Figure 3-6. Activity and diastereoselectivity of the cis- and trans- specific lineages for the formation of 3. Variant names are listed as parent protein plus new amino-acid substitution(s). Data points are from biological duplicates of technical triplicates.
In parallel to the engineering which generated the cis-selective variant RmaNOD THRAW, we targeted the RmaNOD scaffold to engineer a trans-selective protein variant. The trans- selective lineage evolution was led by my collaborator, Bruce Wittmann. Site-saturation mutagenesis libraries were generated at positions 31, 36, 46, 49, 53, 56, 79, 89, and 101 using
RmaNOD Q52A as the parent (Figure 3-7). We screened 44 colonies per library and identified mutation L101N, which improved diastereoselectivity for the trans-product without significantly affecting enzyme activity (Figure 3-6b). In the second generation, site- saturation mutagenesis libraries were generated at positions 35, 42, 53, 56, 60, 79, 96, 97, and 125, using RmaNOD Q52A L101N as the parent. Here, we identified beneficial mutations at positions 56 and 60, with L60H as the most beneficial one (defined as enhancing activity the most while retaining diastereoselectivity).
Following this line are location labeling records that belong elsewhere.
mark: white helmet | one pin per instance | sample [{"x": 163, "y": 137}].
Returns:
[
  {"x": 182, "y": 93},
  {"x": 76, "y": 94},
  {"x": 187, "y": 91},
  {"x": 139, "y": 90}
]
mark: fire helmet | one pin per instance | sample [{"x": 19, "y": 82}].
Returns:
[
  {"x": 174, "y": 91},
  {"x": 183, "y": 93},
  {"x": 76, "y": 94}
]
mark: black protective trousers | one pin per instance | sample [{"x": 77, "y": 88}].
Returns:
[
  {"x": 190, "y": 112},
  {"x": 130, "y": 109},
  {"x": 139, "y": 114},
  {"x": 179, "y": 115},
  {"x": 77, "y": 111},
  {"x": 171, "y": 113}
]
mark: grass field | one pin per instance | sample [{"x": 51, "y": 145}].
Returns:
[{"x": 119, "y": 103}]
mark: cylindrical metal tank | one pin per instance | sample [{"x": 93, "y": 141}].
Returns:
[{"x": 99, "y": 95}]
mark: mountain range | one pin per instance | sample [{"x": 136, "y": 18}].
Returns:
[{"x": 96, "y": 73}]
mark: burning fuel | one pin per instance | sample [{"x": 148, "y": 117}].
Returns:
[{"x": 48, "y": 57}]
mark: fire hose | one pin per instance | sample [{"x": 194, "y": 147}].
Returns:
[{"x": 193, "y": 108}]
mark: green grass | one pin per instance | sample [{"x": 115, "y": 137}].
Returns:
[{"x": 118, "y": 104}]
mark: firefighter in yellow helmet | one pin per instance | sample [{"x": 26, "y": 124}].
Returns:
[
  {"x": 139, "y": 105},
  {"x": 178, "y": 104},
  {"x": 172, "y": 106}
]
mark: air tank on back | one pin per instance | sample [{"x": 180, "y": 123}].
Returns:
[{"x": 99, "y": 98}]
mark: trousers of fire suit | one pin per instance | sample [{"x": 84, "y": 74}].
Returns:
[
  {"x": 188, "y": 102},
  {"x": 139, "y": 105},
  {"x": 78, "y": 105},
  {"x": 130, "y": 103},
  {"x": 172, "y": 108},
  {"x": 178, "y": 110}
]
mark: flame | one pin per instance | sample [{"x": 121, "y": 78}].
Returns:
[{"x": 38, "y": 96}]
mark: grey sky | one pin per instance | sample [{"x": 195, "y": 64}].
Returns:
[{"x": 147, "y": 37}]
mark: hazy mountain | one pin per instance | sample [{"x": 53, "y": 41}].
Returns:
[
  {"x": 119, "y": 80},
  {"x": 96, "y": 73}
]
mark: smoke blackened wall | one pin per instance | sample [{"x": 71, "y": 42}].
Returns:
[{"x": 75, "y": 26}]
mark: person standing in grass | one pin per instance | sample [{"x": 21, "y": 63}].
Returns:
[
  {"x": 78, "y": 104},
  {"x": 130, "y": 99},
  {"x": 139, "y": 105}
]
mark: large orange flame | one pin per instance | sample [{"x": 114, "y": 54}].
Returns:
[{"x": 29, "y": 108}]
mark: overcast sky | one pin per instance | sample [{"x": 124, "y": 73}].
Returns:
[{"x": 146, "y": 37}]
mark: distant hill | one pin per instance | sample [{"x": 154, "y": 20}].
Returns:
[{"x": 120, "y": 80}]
Figure 3-7. RmaNOD scaffold (PDB ID: 6WK3) displaying residues targeted in the trans-selective lineage. Residues targeted for mutagenesis are shown as α-carbon spheres. Positions at which the final variant contained a mutation relative to RmaNOD WT are shown in blue; other targeted positions are shown in green.
Because the activity of RmaNOD Q52A L60H L101N was still low, we continued with two further rounds of site-saturation mutagenesis. Using RmaNOD Q52A L60H L101N as the parent, in the first round, we targeted positions 27, 28, 43, 47, 48, 55, 59, 94, 105, 111, and 121, identifying beneficial mutations at positions 55 and 105, with mutation I105M being
most beneficial. In the final round of site-saturation mutagenesis, we increased the coverage of the first- and second-shell residues by targeting positions 16, 19, 20, 23, 24, 27, 28, 31, 36, 46, 49, 56, 79, 98, 100, 108, 109, 112, 117, and 118, now using RmaNOD Q52A L60H L101N I105M as the parent. From these libraries, we discovered the beneficial mutations L20W, M31F, L56A, and L56I. In a recombination library of these four mutations, we identified RmaNOD L20W Q52A L56I L60H L101N I105M as the combination with the greatest enhancement in activity with 2300 TTN, while maintaining greater than 99:1 trans:cis dr and 99% ee (Figure 3-6b).